The book is a contemporary masterpiece. It probes into the various relationships of India, the drawbacks and positives of our foreign policy. The author discusses how the Indian policy was driven from ‘Non-Alignment’ based on the foundation of morals and principles. The need for a malleable policy towards ‘Multi Alignment’ is the call of the hour. There are dedicated chapters delineating policy changes from the Nehruvian era but largely focused on introspection. There are independent essays underpinned to India-Pakistan, India-China and India-U.S to promulgate the delicate nuances of the relationships. The book is largely factual.
The author demonstrates immaculate scholarship to present the vivid and livid intercourse of India’s foreign entourage. The complexities revolving around the tumultuous relationship with Pakistan post the 26/11 fiasco or the competitive and the delicate footing with China are worth mentioning. India’s geopolitical agenda in South East Asia along with its investment in Africa and Europe have been diligently portrayed. The mountains and valleys in the Indo-US graph over the years also have been neatly sketched.

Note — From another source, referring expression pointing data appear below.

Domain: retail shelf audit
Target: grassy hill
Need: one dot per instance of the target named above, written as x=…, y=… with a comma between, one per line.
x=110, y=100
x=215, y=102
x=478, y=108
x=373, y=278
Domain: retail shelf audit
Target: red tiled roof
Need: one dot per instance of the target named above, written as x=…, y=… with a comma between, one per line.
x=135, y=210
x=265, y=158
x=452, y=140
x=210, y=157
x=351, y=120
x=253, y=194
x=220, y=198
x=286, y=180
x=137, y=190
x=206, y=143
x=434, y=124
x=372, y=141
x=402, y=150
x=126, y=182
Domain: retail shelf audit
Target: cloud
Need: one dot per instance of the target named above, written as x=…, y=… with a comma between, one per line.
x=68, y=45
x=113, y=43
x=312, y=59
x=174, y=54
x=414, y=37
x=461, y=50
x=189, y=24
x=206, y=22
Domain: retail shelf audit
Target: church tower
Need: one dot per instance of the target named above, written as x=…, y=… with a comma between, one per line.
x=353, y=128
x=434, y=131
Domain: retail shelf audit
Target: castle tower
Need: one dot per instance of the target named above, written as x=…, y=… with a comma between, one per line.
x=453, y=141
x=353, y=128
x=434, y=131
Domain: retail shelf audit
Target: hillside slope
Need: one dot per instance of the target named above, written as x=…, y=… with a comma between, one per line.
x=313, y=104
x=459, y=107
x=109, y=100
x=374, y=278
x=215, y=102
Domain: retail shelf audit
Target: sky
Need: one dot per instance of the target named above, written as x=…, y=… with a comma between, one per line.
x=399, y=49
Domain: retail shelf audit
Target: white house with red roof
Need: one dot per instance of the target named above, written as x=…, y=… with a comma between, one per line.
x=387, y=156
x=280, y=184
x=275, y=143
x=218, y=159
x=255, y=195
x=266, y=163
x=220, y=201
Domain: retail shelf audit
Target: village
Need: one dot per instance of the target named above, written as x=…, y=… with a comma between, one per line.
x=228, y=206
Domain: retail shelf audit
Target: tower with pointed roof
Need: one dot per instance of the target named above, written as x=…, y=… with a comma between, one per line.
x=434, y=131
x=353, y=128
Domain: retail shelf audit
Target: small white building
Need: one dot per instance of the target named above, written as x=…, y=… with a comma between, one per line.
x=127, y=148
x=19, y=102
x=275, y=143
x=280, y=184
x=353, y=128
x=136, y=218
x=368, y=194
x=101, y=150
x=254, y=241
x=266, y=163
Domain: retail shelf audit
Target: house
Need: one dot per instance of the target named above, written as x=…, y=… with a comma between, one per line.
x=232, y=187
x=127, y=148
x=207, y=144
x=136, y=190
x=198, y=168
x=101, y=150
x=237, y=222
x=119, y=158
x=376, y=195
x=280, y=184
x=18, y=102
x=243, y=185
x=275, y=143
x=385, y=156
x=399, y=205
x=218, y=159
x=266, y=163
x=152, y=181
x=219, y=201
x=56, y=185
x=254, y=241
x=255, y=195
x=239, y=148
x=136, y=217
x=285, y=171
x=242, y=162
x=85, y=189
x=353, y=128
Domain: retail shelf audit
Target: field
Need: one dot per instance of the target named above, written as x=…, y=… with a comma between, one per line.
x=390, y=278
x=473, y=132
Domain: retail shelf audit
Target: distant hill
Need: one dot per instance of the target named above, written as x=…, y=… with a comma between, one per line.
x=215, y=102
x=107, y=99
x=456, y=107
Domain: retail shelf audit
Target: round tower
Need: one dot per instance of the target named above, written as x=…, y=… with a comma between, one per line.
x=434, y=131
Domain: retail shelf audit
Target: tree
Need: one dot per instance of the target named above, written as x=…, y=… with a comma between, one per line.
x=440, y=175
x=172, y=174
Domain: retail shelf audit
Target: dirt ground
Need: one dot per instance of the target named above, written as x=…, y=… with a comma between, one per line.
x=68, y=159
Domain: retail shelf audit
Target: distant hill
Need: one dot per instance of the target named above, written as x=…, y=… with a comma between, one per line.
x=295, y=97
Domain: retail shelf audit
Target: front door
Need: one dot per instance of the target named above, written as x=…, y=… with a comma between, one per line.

The author has been frankly critical of certain policies. The bureaucratic resistance to change has been strongly criticized. Policy paralysis, stagnation of staff, procedural delays in promotions, all these have been mentioned as negatives of the current system.
The image of India on the global canvas has been fastidiously painted. The role of U.N and its future with reference to India is opined critically keeping in view India’s interests. Though an MP himself, Tharoor has been fairly unprejudiced.
Luckily, the book is full of facetious anecdotes that keeps the reader’s interest alive. For example, ‘The heady days of Hindi-Chini bhai-bhai, the slogan coined by Nehruvian India to welcome Chou En Lai in 1955, gave way to a new slogan ‘Hindi—Chini bye bye’ post the 1962 Indo China border war’. ‘Indian diplomacy is like the love making of an elephant; it is conducted at a very high level, accompanied by much bellowing, and the results are not known for two years’.
The content of the book is crisp, concise and concrete. However, the language is pedantic. If you are a fiction reader, you may find this book very stressful to read. One has to do mental acrobatics to understand each essay. I must have gulped umpteen cups of coffee to fully digest the textual nature of this book. The book is meant for mature readers who tend to read the newspaper every day. Mind you, this is an expensive book. So if you are not into non-fiction reading, then look for something more elementary. I would strongly recommend this book for IAS aspirants, journalists, military strategists, political scientist, politicians and every person who has the acumen and the perspicacity to learn about geopolitics and foreign policy.